Apesar da badalação com a chegada das gigantes da tecnologia, são essas iniciativas de pequeno porte que dão densidade ao ecossistema empreendedor de Lisboa. A maioria dos negócios aproveita o vácuo deixado pelas grandes companhias nas indústrias que mais crescem na capital, como o turismo, a educação e a saúde. Só em 2016, foram criadas 5 480 empresas na cidade, que tem apenas meio milhão de habitantes. Entre 2014 e 2016, surgiram 700 companhias somente no setor de alta tecnologia. Lisboa tem atualmente 32 incubadoras e aceleradoras, mais de 50 espaços de coworking e seis Fablabs, a mesma quantidade que São Paulo, cidade com população 24 vezes superior à da capital portuguesa.
Até agora as startups lisboetas levantaram pouco mais de 200 milhões de euros em investimento, quase meio bilhão de reais. Cerca de 40% desses recursos foram destinados a alguns dos 250 empreendimentos incubados na Startup Lisboa, criada em 2012 pelo município em parceria com o Banco Montepio e o Instituto de Apoio às Pequenas e Médias Empresas e à Inovação (IAPMEI). “O acesso ao capital ainda é a nossa maior dificuldade, pois precisávamos ter uma economia mais capitalizada, que é o que os Estados Unidos têm de maravilhoso”, afirma Miguel Fontes, CEO da incubadora. “Aqui, a exigência de um business angel é tão grande ou maior do que a de uma firma de capital de risco e a única forma é demonstrarmos com casos de sucesso que vale a pena apostar aqui e captar o interesse de investidores internacionais”, completa.

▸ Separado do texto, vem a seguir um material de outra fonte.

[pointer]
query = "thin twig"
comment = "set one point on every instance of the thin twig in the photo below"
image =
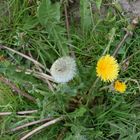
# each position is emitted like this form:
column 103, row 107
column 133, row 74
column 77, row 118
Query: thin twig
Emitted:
column 30, row 124
column 18, row 113
column 27, row 57
column 68, row 28
column 41, row 127
column 16, row 89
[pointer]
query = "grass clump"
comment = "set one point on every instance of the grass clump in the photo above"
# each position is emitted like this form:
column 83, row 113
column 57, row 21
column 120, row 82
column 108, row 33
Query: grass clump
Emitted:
column 40, row 32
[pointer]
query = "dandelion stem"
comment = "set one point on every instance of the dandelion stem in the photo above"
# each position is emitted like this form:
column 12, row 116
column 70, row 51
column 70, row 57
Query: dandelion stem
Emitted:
column 30, row 124
column 41, row 127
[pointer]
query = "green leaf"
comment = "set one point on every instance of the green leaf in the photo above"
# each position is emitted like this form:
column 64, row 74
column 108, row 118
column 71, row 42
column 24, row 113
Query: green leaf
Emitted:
column 48, row 13
column 79, row 112
column 98, row 4
column 85, row 14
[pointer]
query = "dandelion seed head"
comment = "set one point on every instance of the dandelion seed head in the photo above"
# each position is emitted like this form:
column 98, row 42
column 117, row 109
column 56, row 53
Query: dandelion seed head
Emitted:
column 63, row 69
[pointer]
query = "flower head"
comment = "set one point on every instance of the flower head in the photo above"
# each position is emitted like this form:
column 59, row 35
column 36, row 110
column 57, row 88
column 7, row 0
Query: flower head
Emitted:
column 63, row 69
column 120, row 86
column 107, row 68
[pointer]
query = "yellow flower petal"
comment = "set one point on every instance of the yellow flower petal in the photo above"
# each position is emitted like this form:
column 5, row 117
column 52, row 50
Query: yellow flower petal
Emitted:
column 120, row 86
column 107, row 68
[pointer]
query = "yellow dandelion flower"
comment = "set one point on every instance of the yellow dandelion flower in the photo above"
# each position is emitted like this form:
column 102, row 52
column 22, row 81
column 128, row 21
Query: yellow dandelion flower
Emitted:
column 120, row 86
column 107, row 68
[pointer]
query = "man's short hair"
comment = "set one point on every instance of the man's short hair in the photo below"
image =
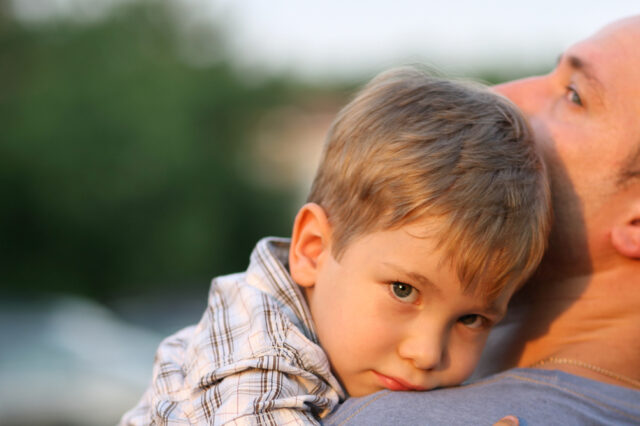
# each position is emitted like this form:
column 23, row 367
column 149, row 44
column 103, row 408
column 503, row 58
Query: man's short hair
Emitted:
column 412, row 146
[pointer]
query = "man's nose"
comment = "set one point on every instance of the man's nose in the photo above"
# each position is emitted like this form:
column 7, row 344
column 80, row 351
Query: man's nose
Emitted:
column 528, row 93
column 424, row 350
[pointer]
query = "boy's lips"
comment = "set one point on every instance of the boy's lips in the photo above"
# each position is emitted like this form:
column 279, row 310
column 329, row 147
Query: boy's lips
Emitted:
column 395, row 384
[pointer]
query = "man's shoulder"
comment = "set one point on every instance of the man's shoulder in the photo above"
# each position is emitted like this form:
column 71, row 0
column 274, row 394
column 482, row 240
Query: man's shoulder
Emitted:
column 535, row 396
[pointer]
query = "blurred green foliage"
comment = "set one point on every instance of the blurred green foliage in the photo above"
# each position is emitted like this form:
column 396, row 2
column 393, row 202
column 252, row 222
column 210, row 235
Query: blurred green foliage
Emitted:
column 123, row 161
column 120, row 162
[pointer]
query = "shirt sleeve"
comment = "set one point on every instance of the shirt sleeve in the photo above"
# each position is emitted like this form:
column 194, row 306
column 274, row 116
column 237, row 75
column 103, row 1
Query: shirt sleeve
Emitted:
column 239, row 367
column 261, row 391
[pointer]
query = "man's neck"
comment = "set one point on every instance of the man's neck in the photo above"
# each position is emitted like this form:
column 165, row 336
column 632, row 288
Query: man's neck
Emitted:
column 593, row 319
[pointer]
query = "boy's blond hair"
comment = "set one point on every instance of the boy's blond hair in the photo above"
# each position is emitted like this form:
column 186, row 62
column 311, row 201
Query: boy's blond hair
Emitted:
column 411, row 146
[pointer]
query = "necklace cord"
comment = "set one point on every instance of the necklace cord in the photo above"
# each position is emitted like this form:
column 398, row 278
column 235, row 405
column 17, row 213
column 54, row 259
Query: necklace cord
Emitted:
column 576, row 363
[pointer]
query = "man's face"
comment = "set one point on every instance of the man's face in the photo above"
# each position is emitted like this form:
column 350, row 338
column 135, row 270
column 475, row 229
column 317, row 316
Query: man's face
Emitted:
column 586, row 118
column 390, row 314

A fabricante de brinquedos educativos Sciency4You é um desses casos de sucesso, mas levou quase dez anos para receber um aporte de capital de risco. O acordo de financiamento com o Banco Europeu de Investimento, no valor de 10 milhões de euros, pouco mais de 40 milhões de reais, foi assinado no final do ano passado, quando a empresa já acumulava pontos de venda em 40 países e faturava quase 20 milhões de euros por ano. “Precisamos de uma rede de apoio mais consistente e que existam fundos de capital de risco e incentivos ficais que permitam que as empresas cresçam”, defende o CEO Miguel Pina Martins, que fundou a empresa ao ser desafiado num projeto de empreendedorismo durante o curso de mestrado. “Somos um país de descobridores aventureiros, com uma grande vontade de mudar o mundo”, conclui o empresário, com a experiência de quem se aventurou a cresceu quase sem apoio quando o país atravessava uma de suas piores crises econômicas.